How to import OpenAI NER pre-annotations

This tutorial explains how to use a powerful OpenAI Large Language Model (LLM) to generate pre-annotations, which will then be imported into a Named Entity Recognition (NER) Kili project.

Nowadays, LLMs are capable of performing many NLP tasks, including NER, without being explicitly trained on them, which is known as zero-shot learning.

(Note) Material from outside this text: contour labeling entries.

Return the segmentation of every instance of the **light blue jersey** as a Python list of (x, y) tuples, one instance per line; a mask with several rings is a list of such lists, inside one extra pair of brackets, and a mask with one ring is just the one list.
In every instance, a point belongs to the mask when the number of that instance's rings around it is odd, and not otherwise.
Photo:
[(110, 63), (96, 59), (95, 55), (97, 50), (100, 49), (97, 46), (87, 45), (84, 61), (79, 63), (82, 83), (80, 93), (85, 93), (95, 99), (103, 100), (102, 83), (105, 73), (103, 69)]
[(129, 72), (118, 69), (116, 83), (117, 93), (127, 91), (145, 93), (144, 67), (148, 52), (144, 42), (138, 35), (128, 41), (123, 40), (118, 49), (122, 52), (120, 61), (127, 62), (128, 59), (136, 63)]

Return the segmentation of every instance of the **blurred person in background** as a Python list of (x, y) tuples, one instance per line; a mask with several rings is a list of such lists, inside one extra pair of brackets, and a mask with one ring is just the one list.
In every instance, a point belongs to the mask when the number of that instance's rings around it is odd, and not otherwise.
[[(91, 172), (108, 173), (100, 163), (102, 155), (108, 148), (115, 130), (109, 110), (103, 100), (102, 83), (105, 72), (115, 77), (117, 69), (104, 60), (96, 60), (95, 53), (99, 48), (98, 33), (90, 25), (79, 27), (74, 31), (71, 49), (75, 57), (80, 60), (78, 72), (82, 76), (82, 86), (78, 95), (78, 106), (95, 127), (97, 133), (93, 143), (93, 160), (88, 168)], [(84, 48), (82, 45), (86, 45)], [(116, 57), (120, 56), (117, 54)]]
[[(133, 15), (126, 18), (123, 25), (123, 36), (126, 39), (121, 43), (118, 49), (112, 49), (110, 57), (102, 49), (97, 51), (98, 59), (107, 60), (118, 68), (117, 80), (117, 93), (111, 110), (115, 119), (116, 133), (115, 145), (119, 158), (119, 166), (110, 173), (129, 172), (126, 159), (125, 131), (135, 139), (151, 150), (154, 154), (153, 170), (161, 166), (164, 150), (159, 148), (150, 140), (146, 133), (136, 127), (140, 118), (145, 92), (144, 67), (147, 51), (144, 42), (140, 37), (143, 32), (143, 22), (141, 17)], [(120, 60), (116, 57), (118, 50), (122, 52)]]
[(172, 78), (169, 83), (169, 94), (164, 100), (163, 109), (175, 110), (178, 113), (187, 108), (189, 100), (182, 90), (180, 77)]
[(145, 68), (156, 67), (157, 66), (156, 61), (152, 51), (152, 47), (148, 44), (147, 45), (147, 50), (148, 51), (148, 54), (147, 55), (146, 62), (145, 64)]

By using a well-designed prompt, we can generate high-quality pre-annotations for the NER task, as demonstrated in the pre-annotations quality evaluation section of this tutorial.

Throughout this tutorial, we will thus:

Load a dataset CoNLL2003 from the HuggingFace datasets library.
Learn how to use the OpenAI API to generate pre-annotations.
Import data and labels into a NER project on Kili.
Evaluate the quality of the generated pre-annotations.

Setup

Let's start this tutorial by installing the packages we will need later on.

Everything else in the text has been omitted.